John J. Bowman, State's Attorney, of Wheaton (Malcolm F. Smith, Assistant State's Attorney, of counsel), for the People.
John T. Perry, of Wheaton, for appellee.
Judgment reversed.
Mr. JUSTICE RECHENMACHER delivered the opinion of the court:
Defendant, identified as "an officer and agent for Basic Machinery and Engineering Co., Inc.," was charged in two complaints with wilful failure to file income tax returns on behalf of that corporation for Illinois State income taxes withheld from employees for the period ending September 30, 1970, and December 31, 1970, respectively (in violation of Ill. Rev. Stat. 1969, ch. 120, par. 13-1301). Defendant's motion to dismiss both complaints was allowed by the trial court on the grounds that similar charges against the defendant having been formerly dismissed due to the substantial insufficiency of the complaints for their failure to set forth any relationship of defendant with the corporation, the instant *257 charges were barred by the provisions of section 3-4(a)(2) of the Criminal Code (Ill. Rev. Stat. 1969, ch. 38, par. 3-4(a)(2)).[1]
The State appeals from the trial court's dismissal of the complaints. The sole question presented on this appeal is whether jeopardy attached to the former prosecution of offenses which had been dismissed because of a substantial technical defect in the complaint so as to bar this subsequent prosecution.
Section 3-4(a) (2) of the Criminal Code of 1961 provides as follows:
"(a) A prosecution is barred if the defendant was formerly prosecuted for the same offense, based upon the same facts, if such former prosecution:
(2) Was terminated by a final order or judgment, even if entered before trial, which required a determination inconsistent with any fact or legal proposition necessary to a conviction in the subsequent prosecution."
In support of his contention the defendant points to the following portion of the Committee Comments on this section:
"Pre-trial determinations which should bar a second prosecution (§ 3-4(a)(2)) might involve such issues as time limitation on prosecutions, double jeopardy, pardon, immunity from prosecution, and the substantial insufficiency of the particular wording of the indictment." (Emphasis added.) S.H.A., ch. 38, § 3-4, at 215 (1972).

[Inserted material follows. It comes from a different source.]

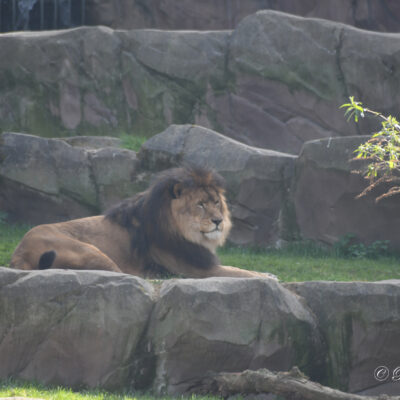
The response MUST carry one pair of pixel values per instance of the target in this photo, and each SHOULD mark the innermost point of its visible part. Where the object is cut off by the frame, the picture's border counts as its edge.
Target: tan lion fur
(173, 227)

We note, however, that the Committee Comments on this section include the following:
"* * * a dismissal of a case, sometimes called an acquittal not on the merits, based on variance or defective indictment or information * * * is not a bar to a subsequent prosecution." S.H.A., ch. 38, § 3-4, at 215 (1972).

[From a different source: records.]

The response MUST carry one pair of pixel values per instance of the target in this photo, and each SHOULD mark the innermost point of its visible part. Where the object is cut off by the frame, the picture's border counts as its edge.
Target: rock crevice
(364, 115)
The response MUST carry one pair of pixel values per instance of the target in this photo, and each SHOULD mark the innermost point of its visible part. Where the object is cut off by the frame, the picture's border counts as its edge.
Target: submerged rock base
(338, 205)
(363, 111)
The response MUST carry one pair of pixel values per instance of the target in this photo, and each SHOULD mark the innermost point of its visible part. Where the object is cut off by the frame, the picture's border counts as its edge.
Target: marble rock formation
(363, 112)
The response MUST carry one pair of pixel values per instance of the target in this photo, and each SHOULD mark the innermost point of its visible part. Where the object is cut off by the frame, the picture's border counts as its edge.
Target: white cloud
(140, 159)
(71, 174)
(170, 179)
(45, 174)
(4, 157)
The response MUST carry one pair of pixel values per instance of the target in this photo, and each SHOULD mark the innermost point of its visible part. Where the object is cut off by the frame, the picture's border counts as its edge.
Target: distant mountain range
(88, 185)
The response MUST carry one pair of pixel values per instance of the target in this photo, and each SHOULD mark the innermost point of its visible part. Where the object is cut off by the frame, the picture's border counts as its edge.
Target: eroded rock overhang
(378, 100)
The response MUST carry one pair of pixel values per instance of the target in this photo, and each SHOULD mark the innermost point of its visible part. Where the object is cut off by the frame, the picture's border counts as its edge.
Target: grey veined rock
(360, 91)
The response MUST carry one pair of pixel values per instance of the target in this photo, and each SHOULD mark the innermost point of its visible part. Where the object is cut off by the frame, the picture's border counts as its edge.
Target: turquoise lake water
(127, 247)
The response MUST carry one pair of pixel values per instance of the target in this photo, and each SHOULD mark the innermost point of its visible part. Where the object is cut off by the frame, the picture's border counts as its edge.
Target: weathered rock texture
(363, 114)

In 22 C.J.S. Criminal Law § 246 (1961), it is stated: "the general rule is that, in order that jeopardy may attach, there must be a valid indictment * * *. So, where the indictment or information is so defective in form or substance that it will not support a conviction, it cannot form the basis of proceedings which will put the accused in jeopardy and bar another prosecution:"
*258 In People v. Baze (1969), 43 Ill.2d 298, 300, the Illinois Supreme Court said:
"Dismissal of the original indictment * * * at defendant's behest, for technical insufficiency * * *, is not tantamount to an acquittal; * * *."
See also People v. Somerville (1967), 88 Ill. App.2d 212, 216.
The trial court's dismissal of the original complaints for technical insufficiency (and our affirmance thereof) was not tantamount to an acquittal. Therefore, the trial court erred in sustaining defendant's motion to dismiss the subsequent complaint.
Judgment reversed.
GUILD and SEIDENFELD, JJ., concur.
NOTES
[1]  The earlier dismissal of the former charges was affirmed by us in People v. King (1972), 5 Ill. App.3d 357 (abstract opinion). We there held that defendant could not be held criminally accountable for the corporation's failure to file State income tax returns where the complaint charged him individually as defendant, without naming him as officer of the corporation or setting forth any relationship he may have had with the corporation, and that the complaints were properly dismissed.